# Can wood chips lose their aroma?



## 3montes (Oct 8, 2009)

I have been remodeling my garage. I found alot of things I thought I had lost and and of course bought again. Way back behind a shelf I found a open bag of mesquite chips. I stuck my nose in the bag and there was no aroma whatsoever. I was smoking a couple of butt roasts at the time so I threw a handfull in some foil and set it off to the side of the coals. A few minutes later I was getting a nice thin blue. But it didn't smell like anything.
	

	
	
		
		



		
			






 Normally I can smell whatever kinds of chips or chunks I am using. Can wood chips go stale


----------



## meat hunter (Oct 8, 2009)

They sure can. I too just found a opened bag of Mesquite I had when I used my big chief smoker. Nothing, no mesquite smell at all. The larger the piece of wood, the longer it holds is odor so to speak. If I have to buy wood for flavor, I now get the large chunks, about fist size. But even those will loose their aroma after a while but not as fast as chips.


----------



## richoso1 (Oct 8, 2009)

been there and done that. Now I only use chunks.


----------



## 3montes (Oct 8, 2009)

One can never stop learning here.

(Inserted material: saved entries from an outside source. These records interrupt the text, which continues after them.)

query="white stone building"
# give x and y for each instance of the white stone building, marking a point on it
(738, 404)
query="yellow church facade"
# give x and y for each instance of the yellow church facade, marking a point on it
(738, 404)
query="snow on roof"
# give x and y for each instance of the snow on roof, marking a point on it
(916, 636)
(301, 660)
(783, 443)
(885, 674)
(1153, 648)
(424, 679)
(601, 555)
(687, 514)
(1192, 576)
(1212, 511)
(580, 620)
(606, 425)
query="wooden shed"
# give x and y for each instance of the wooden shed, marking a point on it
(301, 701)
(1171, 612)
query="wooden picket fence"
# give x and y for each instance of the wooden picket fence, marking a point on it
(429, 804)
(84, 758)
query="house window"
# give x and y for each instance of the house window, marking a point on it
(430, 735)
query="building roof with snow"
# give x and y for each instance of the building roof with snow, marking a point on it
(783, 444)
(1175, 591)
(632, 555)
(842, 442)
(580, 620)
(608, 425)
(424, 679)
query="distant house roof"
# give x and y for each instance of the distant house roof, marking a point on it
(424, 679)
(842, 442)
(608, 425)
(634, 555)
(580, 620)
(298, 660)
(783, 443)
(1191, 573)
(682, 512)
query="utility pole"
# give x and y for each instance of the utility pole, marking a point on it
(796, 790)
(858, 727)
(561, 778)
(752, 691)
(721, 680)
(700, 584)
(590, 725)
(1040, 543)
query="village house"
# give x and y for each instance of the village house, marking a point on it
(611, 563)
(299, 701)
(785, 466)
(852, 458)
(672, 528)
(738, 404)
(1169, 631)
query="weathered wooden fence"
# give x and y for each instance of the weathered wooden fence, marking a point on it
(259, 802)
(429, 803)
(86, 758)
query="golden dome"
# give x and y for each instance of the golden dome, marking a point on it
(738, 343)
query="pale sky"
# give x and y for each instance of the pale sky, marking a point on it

Wish I would have known this before. I just bought a bag of apple chips the other day. So now once I open the bag they are going in a airtight container.


----------



## mballi3011 (Oct 8, 2009)

You sure can use them but they may lose alittle of the smell but the inside of the wood on the inside shoud be good. It should still smoke and give you flavor.


----------